A ‘legal entity’ means any natural or legal person created and recognised as such under national law, EU law or international law, which has legal personality and which may, acting in its own name, exercise rights and be subject to obligations, or an entity without legal personality.

Specific cases:

  • Affiliated entities — Affiliated entities (i.e. entities with a legal or capital link to a beneficiary which participate in the action with similar rights and obligations to the beneficiaries, but which do not sign the grant agreement and therefore do not become beneficiaries themselves) are allowed, if they are eligible for participation and funding.
  • Associated partners — Associated partners (i.e. entities which participate in the action without signing the grant agreement, and without the right to charge costs or claim contributions) are allowed, subject to any conditions regarding associated partners set out in the specific call conditions.
  • Entities without legal personality — Entities which do not have legal personality under their national law may exceptionally participate, provided that their representatives have the capacity to undertake legal obligations on their behalf, and offer guarantees to protect the EU’s financial interests equivalent to those offered by legal persons.
  • EU bodies — Legal entities created under EU law including decentralised agencies may be part of the consortium, unless provided for otherwise in their basic act.
  • Joint Research Centre (‘JRC’)— Where provided for in the specific call conditions, applicants may include in their proposals the possible contribution of the JRC but the JRC will not participate in the preparation and submission of the proposal. Applicants will indicate the contribution that the JRC could bring to the project based on the scope of the topic text. After the evaluation process, the JRC and the consortium selected for funding may come to an agreement on the specific terms of the participation of the JRC. If an agreement is found, the JRC may accede to the grant agreement as beneficiary requesting zero funding or participate as an associated partner, and would accede to the consortium as a member.
  • Associations and interest groupings — Entities composed of members (e.g. European research infrastructure consortia (ERICs)) may participate as ‘sole beneficiaries’ or ‘beneficiaries without legal personality’. However, if the action is in practice implemented by the individual members, those members should also participate (either as beneficiaries or as affiliated entities, otherwise their costs will NOT be eligible.
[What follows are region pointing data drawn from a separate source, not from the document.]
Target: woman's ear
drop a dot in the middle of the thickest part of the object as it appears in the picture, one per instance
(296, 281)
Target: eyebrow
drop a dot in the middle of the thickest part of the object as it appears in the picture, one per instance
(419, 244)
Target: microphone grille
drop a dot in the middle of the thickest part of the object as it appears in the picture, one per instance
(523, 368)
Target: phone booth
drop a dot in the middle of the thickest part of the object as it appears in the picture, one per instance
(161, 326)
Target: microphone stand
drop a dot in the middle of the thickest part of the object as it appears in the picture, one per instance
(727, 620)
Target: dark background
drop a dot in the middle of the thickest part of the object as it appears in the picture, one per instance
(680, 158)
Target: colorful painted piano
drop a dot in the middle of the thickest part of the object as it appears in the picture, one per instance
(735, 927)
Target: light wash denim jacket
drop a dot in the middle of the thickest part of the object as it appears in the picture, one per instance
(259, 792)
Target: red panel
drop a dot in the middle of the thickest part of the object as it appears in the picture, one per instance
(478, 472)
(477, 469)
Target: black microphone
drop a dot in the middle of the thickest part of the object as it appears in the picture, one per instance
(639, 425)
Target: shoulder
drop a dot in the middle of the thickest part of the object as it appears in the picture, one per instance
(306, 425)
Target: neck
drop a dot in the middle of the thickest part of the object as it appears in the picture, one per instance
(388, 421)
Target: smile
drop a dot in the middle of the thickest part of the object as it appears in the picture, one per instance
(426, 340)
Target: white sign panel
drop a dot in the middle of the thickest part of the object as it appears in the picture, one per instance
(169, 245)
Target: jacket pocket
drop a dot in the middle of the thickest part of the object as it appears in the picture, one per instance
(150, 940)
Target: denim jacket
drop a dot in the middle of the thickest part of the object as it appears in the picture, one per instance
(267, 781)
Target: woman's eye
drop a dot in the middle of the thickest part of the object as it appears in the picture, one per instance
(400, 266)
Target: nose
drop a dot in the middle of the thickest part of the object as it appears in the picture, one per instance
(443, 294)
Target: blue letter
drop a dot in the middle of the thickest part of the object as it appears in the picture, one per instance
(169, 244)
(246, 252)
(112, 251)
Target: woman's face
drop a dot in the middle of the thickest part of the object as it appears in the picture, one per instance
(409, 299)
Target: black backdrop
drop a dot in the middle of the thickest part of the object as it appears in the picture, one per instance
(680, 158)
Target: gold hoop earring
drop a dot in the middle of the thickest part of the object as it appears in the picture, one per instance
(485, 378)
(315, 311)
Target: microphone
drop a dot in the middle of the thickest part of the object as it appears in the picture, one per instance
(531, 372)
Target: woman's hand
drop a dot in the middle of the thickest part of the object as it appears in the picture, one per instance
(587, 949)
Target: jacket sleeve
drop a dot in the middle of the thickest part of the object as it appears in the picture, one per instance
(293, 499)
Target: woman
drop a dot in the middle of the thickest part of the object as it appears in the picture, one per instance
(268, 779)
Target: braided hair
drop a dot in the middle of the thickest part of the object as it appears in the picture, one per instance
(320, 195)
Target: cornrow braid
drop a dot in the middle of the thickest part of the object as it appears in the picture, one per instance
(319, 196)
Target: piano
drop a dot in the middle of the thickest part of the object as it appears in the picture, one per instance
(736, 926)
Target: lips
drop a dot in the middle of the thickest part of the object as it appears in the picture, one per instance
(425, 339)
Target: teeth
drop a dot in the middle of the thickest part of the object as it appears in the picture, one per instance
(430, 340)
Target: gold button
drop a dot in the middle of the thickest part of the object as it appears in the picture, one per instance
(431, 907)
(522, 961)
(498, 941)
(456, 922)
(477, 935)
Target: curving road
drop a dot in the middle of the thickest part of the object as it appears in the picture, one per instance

other eligibility criteria

In recognition of the opening of the US National Institutes of Health’s programmes to European researchers, any legal entity established in the United States of America is eligible to receive Union funding.

The thresholds for each criterion will be 4 (Excellence), 4 (Impact) and 3 (Implementation). The cumulative threshold will be 12.

Additional information


Health, Social Services, Sports

Relevance for EU Macro-Region

EUSAIR - EU Strategy for the Adriatic and Ionian Region, EUSALP - EU Strategy for the Alpine Space, EUSBSR - EU Strategy for the Baltic Sea Region, EUSDR - EU Strategy for the Danube Region

UN Sustainable Development Goals (UN-SDGs)

Additional Information

All proposals must be submitted electronically via the Funders & Tenders Portal electronic submission system (accessible via the topic page in the Search Funding & Tenders section). Paper submissions are NOT possible.

Proposals must be complete and contain all parts and mandatory annexes and supporting documents, e.g. plan for the exploitation and dissemination of the results including communication activities, etc.

The application form will have two parts:

  • Part A (to be filled in directly online) contains administrative information about the applicant organisations (future coordinator and beneficiaries and affiliated entities), the summarised budget for the proposal and call-specific questions;
  • Part B (to be downloaded from the Portal submission system, completed and then assembled and re-uploaded as a PDF in the system) contains the technical description of the project.

Annexes and supporting documents will be directly available in the submission system and must be uploaded as PDF files (or other formats allowed by the system).

The limit for a full application (Part B) is 45 pages.